Design:Quality improvement project.
Setting:Inpatient units at a large, academic freestanding children’s hospital.
Participants:Data for inpatients with a CVC in place for ≥1 day between November 1, 2017 and October 31, 2018 were included.
Intervention:A K-card was developed based on 7 core elements in our CVC maintenance bundle. During monthly audits, auditors used the K-cards to ask bedside nurses standardized questions and to conduct medical record documentation reviews in real time. Adherence to every bundle element was required for the audit to be considered “adherent.” We recorded bundle reliability prospectively, and we compared reliability and CLABSI rates at baseline and 1 year after the intervention.

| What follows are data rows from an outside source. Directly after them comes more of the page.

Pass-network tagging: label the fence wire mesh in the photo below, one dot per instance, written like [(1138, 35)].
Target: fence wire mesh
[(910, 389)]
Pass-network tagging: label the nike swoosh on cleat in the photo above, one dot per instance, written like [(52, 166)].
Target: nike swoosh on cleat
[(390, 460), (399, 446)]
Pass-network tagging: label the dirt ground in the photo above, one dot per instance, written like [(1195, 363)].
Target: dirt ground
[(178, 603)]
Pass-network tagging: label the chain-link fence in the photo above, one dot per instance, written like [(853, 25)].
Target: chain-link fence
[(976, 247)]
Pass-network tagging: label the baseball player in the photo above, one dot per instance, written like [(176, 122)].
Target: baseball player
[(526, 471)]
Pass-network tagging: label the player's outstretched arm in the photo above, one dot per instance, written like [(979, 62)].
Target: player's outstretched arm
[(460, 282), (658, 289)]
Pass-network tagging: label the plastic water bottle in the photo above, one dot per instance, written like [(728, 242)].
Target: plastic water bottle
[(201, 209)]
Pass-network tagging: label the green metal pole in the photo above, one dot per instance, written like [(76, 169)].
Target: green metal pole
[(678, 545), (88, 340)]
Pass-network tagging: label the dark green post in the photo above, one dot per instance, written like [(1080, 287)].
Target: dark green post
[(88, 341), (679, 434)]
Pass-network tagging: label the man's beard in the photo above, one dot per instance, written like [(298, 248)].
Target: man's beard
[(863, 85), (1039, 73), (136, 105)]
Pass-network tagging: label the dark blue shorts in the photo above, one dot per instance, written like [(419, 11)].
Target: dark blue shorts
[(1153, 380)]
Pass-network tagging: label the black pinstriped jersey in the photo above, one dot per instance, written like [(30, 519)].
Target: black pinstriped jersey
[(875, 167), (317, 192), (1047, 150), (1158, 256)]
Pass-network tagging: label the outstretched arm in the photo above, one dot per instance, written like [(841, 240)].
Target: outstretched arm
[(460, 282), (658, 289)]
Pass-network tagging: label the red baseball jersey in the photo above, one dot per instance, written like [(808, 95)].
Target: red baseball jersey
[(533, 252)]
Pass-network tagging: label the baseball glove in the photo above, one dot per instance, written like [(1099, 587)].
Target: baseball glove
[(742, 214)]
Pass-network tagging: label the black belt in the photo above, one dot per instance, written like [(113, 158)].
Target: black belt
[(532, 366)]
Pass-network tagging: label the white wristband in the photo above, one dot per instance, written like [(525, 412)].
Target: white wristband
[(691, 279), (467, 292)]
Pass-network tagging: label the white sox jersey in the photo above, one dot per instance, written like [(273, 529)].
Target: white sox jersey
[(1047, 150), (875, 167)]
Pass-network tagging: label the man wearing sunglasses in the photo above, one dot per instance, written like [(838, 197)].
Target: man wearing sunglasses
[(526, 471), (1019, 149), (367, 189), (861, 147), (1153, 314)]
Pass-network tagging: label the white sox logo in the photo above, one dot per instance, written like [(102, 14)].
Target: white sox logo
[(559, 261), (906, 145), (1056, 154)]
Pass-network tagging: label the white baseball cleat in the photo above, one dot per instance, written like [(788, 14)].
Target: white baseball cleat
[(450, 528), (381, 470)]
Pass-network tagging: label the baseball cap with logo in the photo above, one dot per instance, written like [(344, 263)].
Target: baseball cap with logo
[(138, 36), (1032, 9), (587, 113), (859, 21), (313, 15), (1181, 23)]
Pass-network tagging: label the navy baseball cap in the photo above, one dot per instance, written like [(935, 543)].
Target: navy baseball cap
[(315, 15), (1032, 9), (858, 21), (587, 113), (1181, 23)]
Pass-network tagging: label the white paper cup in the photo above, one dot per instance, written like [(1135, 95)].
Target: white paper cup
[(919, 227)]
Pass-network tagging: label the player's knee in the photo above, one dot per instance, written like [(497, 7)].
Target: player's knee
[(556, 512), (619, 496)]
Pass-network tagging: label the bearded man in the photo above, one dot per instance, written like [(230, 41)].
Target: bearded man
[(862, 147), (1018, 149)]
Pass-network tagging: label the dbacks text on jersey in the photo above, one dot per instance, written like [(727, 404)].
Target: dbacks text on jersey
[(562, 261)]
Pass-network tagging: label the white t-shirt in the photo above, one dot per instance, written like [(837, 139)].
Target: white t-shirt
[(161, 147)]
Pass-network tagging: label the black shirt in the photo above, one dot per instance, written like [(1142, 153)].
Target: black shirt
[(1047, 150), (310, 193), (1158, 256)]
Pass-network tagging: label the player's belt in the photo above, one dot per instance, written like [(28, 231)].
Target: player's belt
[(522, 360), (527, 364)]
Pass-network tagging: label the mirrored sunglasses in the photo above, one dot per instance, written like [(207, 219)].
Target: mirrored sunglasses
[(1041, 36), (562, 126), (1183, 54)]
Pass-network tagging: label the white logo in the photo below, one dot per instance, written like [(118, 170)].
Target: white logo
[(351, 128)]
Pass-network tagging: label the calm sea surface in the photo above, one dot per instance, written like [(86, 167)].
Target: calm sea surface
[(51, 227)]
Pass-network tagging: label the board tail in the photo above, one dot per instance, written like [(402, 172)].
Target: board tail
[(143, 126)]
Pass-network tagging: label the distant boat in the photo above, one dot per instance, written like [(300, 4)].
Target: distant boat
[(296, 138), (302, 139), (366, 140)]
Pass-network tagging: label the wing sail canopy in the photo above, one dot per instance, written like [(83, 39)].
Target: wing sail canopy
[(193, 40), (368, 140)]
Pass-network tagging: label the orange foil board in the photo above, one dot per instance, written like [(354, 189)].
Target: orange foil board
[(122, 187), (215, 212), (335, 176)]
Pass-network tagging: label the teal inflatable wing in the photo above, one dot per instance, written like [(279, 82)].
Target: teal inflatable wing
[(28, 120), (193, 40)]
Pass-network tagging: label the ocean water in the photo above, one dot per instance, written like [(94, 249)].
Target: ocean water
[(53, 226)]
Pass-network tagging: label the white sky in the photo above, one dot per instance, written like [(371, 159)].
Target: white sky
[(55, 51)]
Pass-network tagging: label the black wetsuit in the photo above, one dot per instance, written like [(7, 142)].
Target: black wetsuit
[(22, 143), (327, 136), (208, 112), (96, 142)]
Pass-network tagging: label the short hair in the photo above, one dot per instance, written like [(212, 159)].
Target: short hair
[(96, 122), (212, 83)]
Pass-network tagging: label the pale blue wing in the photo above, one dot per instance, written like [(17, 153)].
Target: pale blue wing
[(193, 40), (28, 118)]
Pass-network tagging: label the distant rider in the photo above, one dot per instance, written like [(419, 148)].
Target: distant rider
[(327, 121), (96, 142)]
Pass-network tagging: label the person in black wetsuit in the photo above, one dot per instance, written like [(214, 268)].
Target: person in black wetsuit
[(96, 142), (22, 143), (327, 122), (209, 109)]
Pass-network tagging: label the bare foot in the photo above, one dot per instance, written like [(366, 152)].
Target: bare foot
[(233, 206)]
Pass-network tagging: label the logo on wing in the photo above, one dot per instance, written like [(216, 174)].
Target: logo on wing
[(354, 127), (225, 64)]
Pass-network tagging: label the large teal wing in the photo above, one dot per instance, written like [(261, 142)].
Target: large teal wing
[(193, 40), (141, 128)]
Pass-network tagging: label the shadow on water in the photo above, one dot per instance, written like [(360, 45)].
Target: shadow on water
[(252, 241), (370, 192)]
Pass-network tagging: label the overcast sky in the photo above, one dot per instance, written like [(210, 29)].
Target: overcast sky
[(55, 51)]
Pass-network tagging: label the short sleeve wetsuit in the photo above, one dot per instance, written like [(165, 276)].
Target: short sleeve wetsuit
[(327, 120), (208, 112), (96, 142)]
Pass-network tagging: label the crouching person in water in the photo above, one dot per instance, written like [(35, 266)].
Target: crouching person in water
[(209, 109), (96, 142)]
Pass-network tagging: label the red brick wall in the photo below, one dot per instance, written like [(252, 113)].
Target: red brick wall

Results:During the study period, 2,321 K-card audits were performed for 1,051 unique patients. Overall maintenance bundle reliability increased significantly from 43% at baseline to 78% at 12 months after implementation (P < .001). The hospital-wide CLABSI rate decreased from 1.35 during the 12-month baseline period to 1.17 during the 12-month intervention period, but the change was not statistically significant (incidence rate ratio [IRR], 0.87; 95% confidence interval [CI], 0.60–1.24; P = .41).
Conclusions:Hospital-wide CVC K-card rounding facilitated standardized data collection, discussion of reliability, and real-time feedback to nurses. Maintenance bundle reliability increased after implementation, accompanied by a nonsignificant decrease in the CLABSI rate.